Skip to content

wireform-orc

wireform-orc implements the Apache ORC columnar file format. ORC is the storage format behind Hive and many Hadoop-era data lakes, optimized for large sequential scans with lightweight indexes per stripe. Use this package when you need to read ORC files in Haskell, evaluate predicates from stripe statistics, or bridge ORC columns into Arrow record batches.

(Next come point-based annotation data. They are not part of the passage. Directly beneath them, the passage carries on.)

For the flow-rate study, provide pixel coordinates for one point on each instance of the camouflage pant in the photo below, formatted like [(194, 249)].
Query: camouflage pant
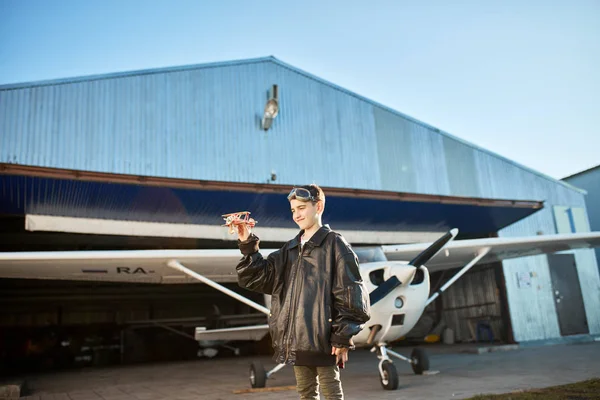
[(309, 379)]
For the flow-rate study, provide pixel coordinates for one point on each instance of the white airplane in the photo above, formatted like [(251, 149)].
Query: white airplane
[(399, 290)]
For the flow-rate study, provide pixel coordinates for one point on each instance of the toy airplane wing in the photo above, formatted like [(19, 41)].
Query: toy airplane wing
[(458, 252), (255, 333), (139, 266)]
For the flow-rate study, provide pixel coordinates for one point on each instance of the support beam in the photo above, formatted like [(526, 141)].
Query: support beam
[(178, 266)]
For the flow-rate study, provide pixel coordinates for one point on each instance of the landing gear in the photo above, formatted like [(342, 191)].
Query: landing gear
[(388, 376), (258, 375), (419, 361)]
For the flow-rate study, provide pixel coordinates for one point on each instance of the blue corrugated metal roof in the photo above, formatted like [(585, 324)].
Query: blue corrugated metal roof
[(75, 198), (111, 93)]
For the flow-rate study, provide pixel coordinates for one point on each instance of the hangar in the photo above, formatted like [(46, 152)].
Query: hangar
[(151, 159)]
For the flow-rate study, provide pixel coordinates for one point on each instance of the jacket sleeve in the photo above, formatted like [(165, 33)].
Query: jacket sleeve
[(254, 272), (350, 297)]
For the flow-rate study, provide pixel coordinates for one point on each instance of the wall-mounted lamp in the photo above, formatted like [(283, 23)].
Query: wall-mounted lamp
[(271, 108)]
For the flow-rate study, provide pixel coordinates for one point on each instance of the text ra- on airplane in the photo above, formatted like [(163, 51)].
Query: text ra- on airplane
[(399, 290)]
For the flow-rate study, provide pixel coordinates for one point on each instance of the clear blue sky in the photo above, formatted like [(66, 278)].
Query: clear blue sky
[(519, 78)]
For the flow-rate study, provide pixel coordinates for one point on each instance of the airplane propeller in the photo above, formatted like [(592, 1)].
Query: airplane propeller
[(393, 282)]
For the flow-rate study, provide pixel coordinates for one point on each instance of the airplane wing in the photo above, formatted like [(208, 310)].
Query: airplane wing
[(457, 253), (139, 266), (254, 333)]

  • Stripe-level read with lazy footer and stripe footer parsing
  • RLE v1 and v2 decoders for integer, boolean, and string columns
  • Compression (Snappy, Zstd, LZ4) with configurable block sizes
  • Bloom filters for equality predicate pruning at the stripe level
  • Statistics-based pushdown via ORC.Statistics
  • Stripe encryption for encrypted ORC files
  • Row indexes for sub-stripe seek within a column
  • Arrow bridge through ORC.Arrow and the Wireform.Columnar facade

Load an ORC file from disk and inspect its stripe layout:

import qualified Data.Vector as V
import qualified ORC.Read as OR
import qualified ORC.Types as OT
inspectOrcFile :: FilePath -> IO ()
inspectOrcFile path = do
result <- OR.loadORCFilePath path
case result of
Left err ->
putStrLn err
Right orcFile -> do
let footer = OR.ofFooter orcFile
putStrLn $
"stripes="
++ show (V.length (OT.orcStripes footer))
++ " rows="
++ show (OT.orcNumberOfRows footer)

Decode a single integer column from the first stripe:

readIntColumn :: OR.ORCFile -> Either String (V.Vector (Maybe Int64))
readIntColumn orcFile =
OR.readColumn orcFile 0 0 0

For filtered scans, build a predicate with Columnar.Predicate and pass it to ORC.streamStripesFilteredIter or the unified Wireform.Columnar.decodeFilteredIter entry point.

ModulePurpose
ORC.ReadloadORCFilePath, openORCReader, column decoders
ORC.WriteStripe and file writer
ORC.FooterFile footer parse and metadata
ORC.StripeStripe footer protobuf and stream layout
ORC.StatisticsColumn statistics predicate evaluator
ORC.BloomFilterBloom filter decode and membership checks
ORC.EncryptionStripe-level encryption
ORC.RowIndexRow index decode for sub-stripe seek
ORC.ArrowORC to Arrow column bridge
ORC.DeriveTemplate Haskell deriver

ORC files written by Hive, Spark, and Trino round-trip through the reader when they use the standard RLE and compression layouts exercised by the package test fixtures.